Amanda - Selective Poetry
An Addiction (in Addition) to its Host
Propane became the drug of choice, midway
From skin it stuck to coats of varnished mourn—
A mouth dispelled, it burbled with decay
Emerging late, without his ichor, born:
Declared those angels—claimed those creatures—dry,
From tar he broke that succulent deprive,
Such swines detained leak that oppressive cry,
Experimenting merely to survive.
Research borrowed from laws ignored the brand
For gasoline so dreaded his return;
Each morsel scarfed from salivated hand
Relieved this mascot suffering such burn.
From bulging lips with sunken eyes ablow,
His breath, abating, stinks of status quo.
Sticky notes on the fridge:
Tell mom you love her
I was so focused on being okay
I forgot to see my mom, today,
I forgot the way her skin felt when she let
me play with her fingers splayed over the
cotton-pilled couch watching infomercials
on cable TV, drenched in ivory
quilts, pacifiers, rice milk ice cream, and
soda water: always sunny, honey,
but I remember funny things, like the
dandelions pluming from French back doors,
poking holes in the feet, dark oak panels
cracked, supinated, sorrowed through, by the
tiny tempted twilling teeth, nuzzling
for safety, one last meal, for tomorrow’s
coming day—
I am so focused on being okay
I forget to hear what mom might say
curled on the couch, crescent moon with blue
acrylic tables in her reach, she will
complain of becoming grandma, tucking
needles and thread behind her ears sewing
my coat, acquiescing me to lay there
coddling me tight in tender twine, it’s
fine I forgot to keep the texture of
her hair freshly washed, marbling with my
skin, one million fiber counted linen:
I braid my fingers in it, I slip them
out again—
I’ll be so focused on that dread
I’ll forget to love my mom, instead.
Ask me tomorrow why we watch eclipses,
full-blown apocalypses, and aren’t afraid.
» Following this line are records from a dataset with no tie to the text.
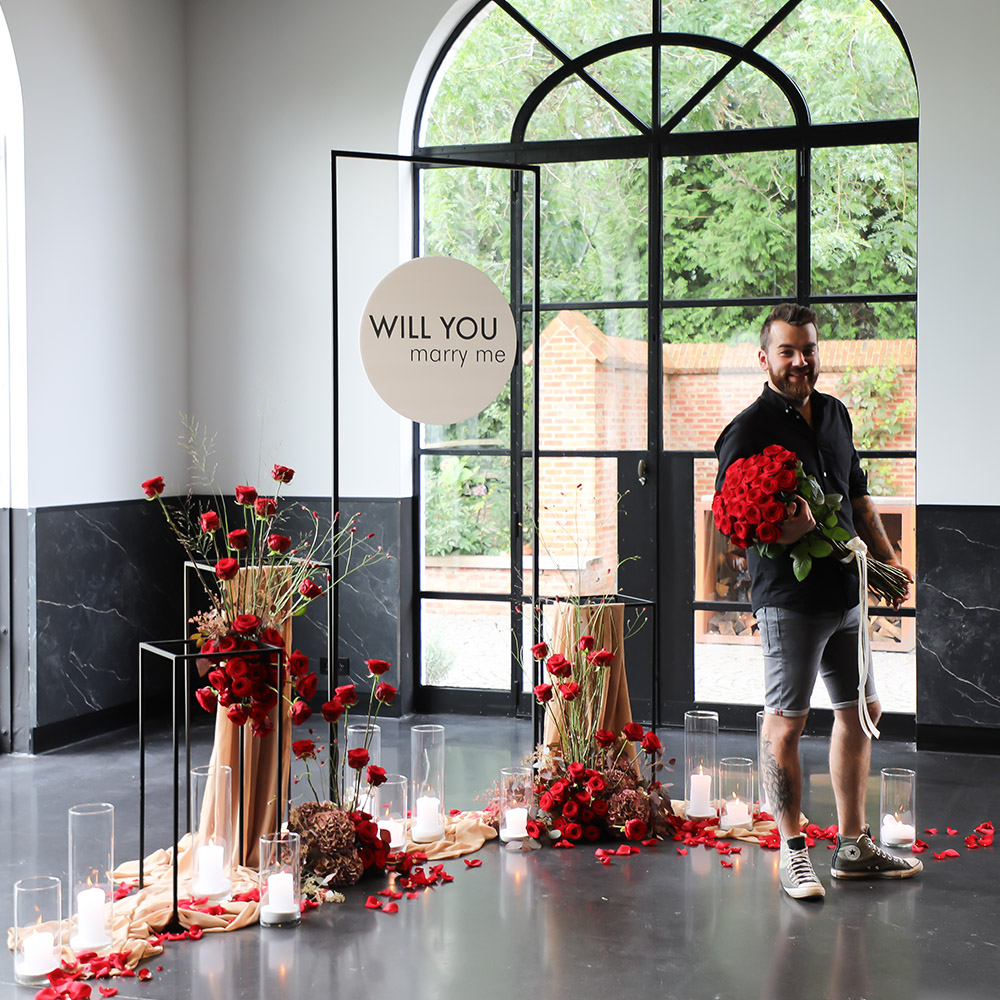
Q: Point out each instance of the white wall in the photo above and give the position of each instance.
(104, 98)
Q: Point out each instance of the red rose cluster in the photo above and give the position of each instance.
(752, 504)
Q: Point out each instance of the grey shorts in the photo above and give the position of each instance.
(797, 646)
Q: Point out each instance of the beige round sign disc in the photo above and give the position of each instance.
(438, 340)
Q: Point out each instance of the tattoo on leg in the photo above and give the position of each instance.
(776, 779)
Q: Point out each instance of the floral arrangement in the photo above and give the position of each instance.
(256, 578)
(759, 494)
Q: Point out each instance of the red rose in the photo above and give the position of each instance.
(299, 712)
(245, 624)
(632, 731)
(348, 695)
(246, 495)
(239, 539)
(226, 569)
(635, 829)
(297, 663)
(651, 743)
(559, 666)
(385, 693)
(279, 543)
(207, 698)
(265, 507)
(332, 710)
(209, 521)
(237, 715)
(768, 532)
(306, 686)
(154, 487)
(543, 692)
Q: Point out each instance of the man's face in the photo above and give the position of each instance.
(791, 360)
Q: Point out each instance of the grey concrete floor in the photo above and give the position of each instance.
(556, 923)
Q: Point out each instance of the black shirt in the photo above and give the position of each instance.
(826, 450)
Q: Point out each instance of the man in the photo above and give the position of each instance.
(811, 626)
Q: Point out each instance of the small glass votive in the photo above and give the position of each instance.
(390, 809)
(212, 840)
(516, 796)
(37, 928)
(701, 732)
(91, 864)
(361, 737)
(280, 903)
(427, 765)
(898, 826)
(736, 793)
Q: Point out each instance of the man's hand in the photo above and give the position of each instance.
(798, 523)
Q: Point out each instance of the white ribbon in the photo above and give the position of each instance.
(858, 551)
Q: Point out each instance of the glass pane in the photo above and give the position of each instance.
(574, 110)
(578, 526)
(846, 60)
(466, 214)
(465, 644)
(594, 231)
(710, 371)
(729, 225)
(629, 77)
(593, 380)
(466, 518)
(745, 98)
(577, 26)
(864, 219)
(471, 102)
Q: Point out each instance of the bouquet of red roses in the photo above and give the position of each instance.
(758, 495)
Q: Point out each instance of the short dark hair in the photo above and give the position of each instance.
(788, 312)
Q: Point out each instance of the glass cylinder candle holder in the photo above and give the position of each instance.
(701, 733)
(212, 839)
(37, 928)
(361, 737)
(390, 809)
(427, 797)
(898, 809)
(735, 793)
(91, 863)
(280, 896)
(516, 794)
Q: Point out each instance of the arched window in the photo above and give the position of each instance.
(701, 161)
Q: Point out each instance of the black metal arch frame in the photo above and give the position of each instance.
(654, 142)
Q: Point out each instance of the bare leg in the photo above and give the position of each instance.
(779, 749)
(850, 760)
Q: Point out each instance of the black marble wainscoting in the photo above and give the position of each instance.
(100, 578)
(958, 628)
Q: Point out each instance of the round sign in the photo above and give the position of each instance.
(437, 340)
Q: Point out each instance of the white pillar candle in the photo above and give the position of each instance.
(91, 930)
(515, 824)
(701, 790)
(428, 822)
(38, 954)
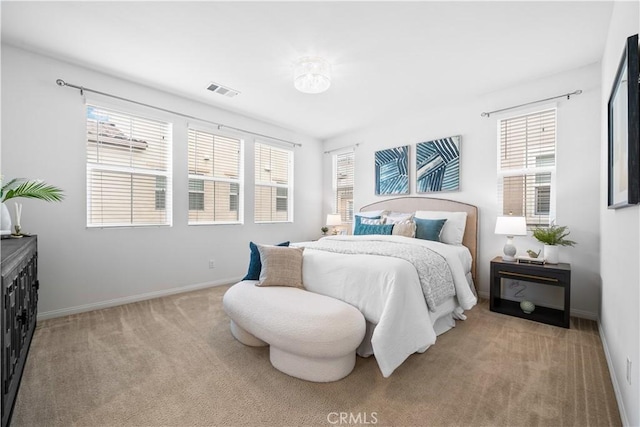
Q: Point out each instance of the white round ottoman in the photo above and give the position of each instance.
(312, 336)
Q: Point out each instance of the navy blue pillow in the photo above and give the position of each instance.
(363, 229)
(255, 266)
(429, 229)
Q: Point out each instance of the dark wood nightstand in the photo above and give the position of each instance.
(548, 274)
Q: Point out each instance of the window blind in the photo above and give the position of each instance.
(128, 169)
(214, 178)
(526, 167)
(273, 184)
(343, 185)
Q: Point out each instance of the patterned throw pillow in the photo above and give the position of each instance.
(429, 229)
(255, 266)
(281, 266)
(405, 228)
(366, 229)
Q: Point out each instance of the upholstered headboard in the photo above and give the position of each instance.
(412, 204)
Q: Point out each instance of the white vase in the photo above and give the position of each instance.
(5, 219)
(551, 254)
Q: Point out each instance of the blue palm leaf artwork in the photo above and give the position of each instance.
(392, 171)
(438, 165)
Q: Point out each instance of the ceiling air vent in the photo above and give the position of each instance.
(222, 90)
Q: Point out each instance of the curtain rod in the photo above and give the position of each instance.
(354, 146)
(568, 95)
(83, 89)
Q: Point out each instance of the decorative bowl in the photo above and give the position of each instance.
(527, 307)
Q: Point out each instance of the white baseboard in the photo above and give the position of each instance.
(133, 298)
(614, 380)
(583, 314)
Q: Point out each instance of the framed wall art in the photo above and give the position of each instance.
(438, 165)
(624, 131)
(392, 171)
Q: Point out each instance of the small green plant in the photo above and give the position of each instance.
(554, 235)
(32, 189)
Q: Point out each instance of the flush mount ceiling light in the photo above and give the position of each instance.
(312, 75)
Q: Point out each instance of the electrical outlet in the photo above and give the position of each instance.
(629, 371)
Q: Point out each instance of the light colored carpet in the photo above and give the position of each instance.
(173, 361)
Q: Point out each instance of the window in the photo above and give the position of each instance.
(343, 176)
(128, 169)
(526, 168)
(214, 178)
(274, 184)
(196, 195)
(161, 192)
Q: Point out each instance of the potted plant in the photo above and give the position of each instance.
(553, 237)
(21, 187)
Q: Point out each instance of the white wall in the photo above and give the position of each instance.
(577, 171)
(620, 230)
(43, 136)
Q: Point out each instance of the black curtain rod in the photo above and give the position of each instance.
(83, 89)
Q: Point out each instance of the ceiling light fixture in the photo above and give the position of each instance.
(312, 75)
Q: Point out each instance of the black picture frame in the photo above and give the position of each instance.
(624, 131)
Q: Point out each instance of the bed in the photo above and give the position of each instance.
(403, 317)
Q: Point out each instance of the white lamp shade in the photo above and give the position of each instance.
(334, 219)
(312, 75)
(511, 226)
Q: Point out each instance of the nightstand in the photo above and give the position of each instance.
(547, 274)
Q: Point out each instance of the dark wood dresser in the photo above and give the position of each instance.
(19, 311)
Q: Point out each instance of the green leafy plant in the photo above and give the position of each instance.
(31, 189)
(554, 235)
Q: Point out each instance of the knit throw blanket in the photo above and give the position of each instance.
(433, 271)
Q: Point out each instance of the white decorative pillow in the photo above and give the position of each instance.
(406, 229)
(371, 221)
(371, 214)
(281, 266)
(396, 217)
(453, 230)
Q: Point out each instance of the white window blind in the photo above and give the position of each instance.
(527, 165)
(128, 169)
(274, 184)
(214, 178)
(343, 177)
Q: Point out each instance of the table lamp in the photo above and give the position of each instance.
(511, 226)
(333, 220)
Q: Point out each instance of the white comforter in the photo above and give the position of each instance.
(388, 293)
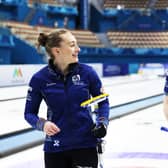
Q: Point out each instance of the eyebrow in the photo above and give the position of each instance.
(72, 42)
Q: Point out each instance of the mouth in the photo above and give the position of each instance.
(75, 55)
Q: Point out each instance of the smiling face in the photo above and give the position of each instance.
(68, 50)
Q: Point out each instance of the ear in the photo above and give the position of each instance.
(55, 50)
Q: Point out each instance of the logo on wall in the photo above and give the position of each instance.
(17, 76)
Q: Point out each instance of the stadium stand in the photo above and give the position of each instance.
(138, 39)
(160, 4)
(30, 33)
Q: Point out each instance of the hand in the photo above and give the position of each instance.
(50, 128)
(99, 131)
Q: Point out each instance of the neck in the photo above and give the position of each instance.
(63, 68)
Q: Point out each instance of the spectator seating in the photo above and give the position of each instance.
(160, 4)
(138, 39)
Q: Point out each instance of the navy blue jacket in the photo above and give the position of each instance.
(63, 96)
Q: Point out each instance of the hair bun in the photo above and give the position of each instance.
(42, 39)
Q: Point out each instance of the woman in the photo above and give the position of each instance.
(71, 135)
(165, 100)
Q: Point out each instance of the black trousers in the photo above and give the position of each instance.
(78, 158)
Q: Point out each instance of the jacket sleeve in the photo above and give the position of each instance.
(95, 90)
(33, 101)
(166, 86)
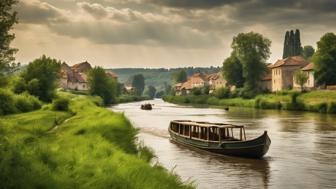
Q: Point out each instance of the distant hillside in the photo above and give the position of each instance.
(159, 76)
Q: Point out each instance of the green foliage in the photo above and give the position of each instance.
(233, 71)
(19, 85)
(205, 90)
(102, 85)
(138, 81)
(41, 77)
(26, 103)
(252, 50)
(196, 91)
(181, 76)
(160, 94)
(325, 60)
(61, 104)
(150, 91)
(222, 92)
(308, 51)
(7, 102)
(300, 78)
(292, 44)
(8, 17)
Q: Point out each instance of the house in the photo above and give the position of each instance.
(112, 74)
(215, 81)
(199, 80)
(310, 84)
(75, 77)
(283, 72)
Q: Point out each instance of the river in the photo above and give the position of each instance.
(302, 153)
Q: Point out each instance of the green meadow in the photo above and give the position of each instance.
(85, 147)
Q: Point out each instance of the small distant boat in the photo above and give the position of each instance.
(146, 107)
(218, 138)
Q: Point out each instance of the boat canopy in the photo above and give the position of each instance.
(206, 124)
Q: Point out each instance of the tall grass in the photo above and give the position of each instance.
(93, 148)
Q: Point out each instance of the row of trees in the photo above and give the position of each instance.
(247, 62)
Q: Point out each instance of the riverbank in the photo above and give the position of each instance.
(86, 147)
(316, 101)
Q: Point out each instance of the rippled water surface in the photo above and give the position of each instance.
(302, 153)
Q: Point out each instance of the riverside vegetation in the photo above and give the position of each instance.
(84, 146)
(316, 101)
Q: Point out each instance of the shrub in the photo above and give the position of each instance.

“we can be all poetic and lose our minds together”
——(the last of us)
If I tell you about the day
the sun died just to be reborn again
I don’t need you to say
it’s regrettable that it happened
I need you to hold my hand and gaze
unblinking into the grave
where my eyes have dwelt
in the shadows that came after:
I need you to reach deep
until the sucking of the void
looks real to you the way it’s real
to me, okay?
I need you to just scream with me,
to go feral in the stagnancy,
I need you to say oh my god man
that’s fucked up I need you to pick
the fragile things up and throw them off
the cliff with me, I need you to know
I’ve heard the warships crying
a hundred thousand million times,
trust me, I want you to know I’ve seen
It all, already:
I watched the sun rise one morning
just to fall back down the bend,
and I came out on the other side
more or less alive again.
So I’m okay to grab in the silence
I know how to hold you up, keep you steady
I’ve lost my mind to the science
at least a billion times already
and it’s okay for you to do it, too, I need
you to tell me let’s just fucking
go insane, let’s tear shit up, let’s build a plane
from the ground up just to prove we can fly
no matter what happened to us today.
Because what else do you do
when the sun goes down?
we trust, without proof,
that it will rise back up again.
And I need to know I’m not alone, soaking in the dark
I need to know there’s someone with me
in the home I built to see the sun on the dawn
it died for the trillionth time and was replaced——
so if I tell you about the day
that I saw the sun defaced,
I want you to know that nothing has changed
it’s just a little furniture that got rearranged,
and I need you to just go rabid together forever
with me,
Okay?
Name: Amanda Borgmann
Bio: Amanda Borgmann is a creative writing major in her final semester. When she isn't writing or editing, she can be found trying to teach her and her partner's elderly Boston Terrier new tricks.